• There's just an 18% chance stocks fall into bear market territory after the election, Goldman Sachs says.
  • The analysts say a healthy economic backdrop would help stocks digest higher bond yields.
  • Higher yields are a risk to stocks and are more likely if Trump wins the election, analysts say.

Investors may be nervous about election-related volatility, but the market is in good shape to avoid a steep drop into bear market territory after the vote, Goldman Sachs said.

The analysts said they see just an 18% chance that stocks fall more than 20%, which would signal the start of a bear market. They point to the continuation of a healthy economy that's helped push stocks higher this year.

"Despite recent weaker macro data (in part due to strikes and hurricanes last month), the friendly US macro backdrop should limit the risk of a bear market," the analysts said in a Monday note.

They said that even if bond yields rise considerably after the election, stocks should continue to do fine, though a more rapid increase in bond yields or real yields could pose a more outsize risk.

"Equities should be able to digest higher bond yields as long as they are driven by better growth. That said, rising bond yields might eventually become a speed limit for equities if real yields start to increase (vs. real GDP growth expectations) or if increases in bond yields are too rapid," the analysts said.

Analysts and economists think higher bond yields — which are a headwind for stocks — are likely if Trump wins. His proposals for sweeping tariffs and mass deportations would be inflationary and could make it harder for the Federal Reserve to continue easing monetary policy.

A Harris win with a split Congress, on the other hand, would likely result in lower bond yields, the analysts say.

The central bank delivered a jumbo rate cut in September, and is widely expected to cut by 25 basis points at the conclusion of its meeting on Thursday.

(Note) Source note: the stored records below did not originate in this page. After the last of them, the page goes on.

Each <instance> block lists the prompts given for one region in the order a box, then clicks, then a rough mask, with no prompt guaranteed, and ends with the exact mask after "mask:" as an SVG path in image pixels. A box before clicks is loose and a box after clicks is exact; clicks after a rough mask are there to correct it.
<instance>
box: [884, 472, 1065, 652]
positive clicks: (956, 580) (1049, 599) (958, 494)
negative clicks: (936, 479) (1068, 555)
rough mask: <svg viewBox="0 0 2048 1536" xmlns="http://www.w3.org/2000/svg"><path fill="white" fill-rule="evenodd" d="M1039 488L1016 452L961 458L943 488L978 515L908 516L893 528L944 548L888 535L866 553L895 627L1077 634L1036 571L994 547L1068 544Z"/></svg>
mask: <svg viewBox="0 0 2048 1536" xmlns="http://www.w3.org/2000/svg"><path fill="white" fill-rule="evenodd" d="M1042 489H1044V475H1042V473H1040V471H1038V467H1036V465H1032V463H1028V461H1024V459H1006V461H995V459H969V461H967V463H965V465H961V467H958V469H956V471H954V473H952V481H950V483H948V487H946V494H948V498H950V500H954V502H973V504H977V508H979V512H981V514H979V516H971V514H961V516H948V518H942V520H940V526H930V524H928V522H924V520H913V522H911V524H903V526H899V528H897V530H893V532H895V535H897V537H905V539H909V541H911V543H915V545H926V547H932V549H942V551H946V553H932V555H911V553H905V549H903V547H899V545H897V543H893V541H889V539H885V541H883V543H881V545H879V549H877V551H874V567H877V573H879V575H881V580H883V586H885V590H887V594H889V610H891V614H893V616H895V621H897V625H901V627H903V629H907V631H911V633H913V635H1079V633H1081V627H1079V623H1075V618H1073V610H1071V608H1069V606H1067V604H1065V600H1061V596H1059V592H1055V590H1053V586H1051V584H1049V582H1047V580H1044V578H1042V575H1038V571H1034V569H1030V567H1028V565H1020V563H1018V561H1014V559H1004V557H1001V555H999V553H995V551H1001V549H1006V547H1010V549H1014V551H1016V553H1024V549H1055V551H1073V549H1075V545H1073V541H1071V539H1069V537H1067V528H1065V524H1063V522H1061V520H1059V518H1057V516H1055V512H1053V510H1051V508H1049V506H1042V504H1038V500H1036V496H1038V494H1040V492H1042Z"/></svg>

The path of the easing cycle after that is less certain, as some strategists have warned the Fed could hit pause on rate cuts in December or early next year. though some still see another jumbo rate cut in the cards as the economy slows and the labor market weakens.

The Goldman analysts said stocks have been able to digest rising bond yields so far. Their call for stocks to avoid a bear market comes as the S&P 500 has surged over 21% this year, with the bull rally turning two years old last month.

Vice President Kamala Harris and former President Donald Trump remain virtually tied in final polls. Investors are bracing for election-related market volatility if the result of the vote is unclear for several days.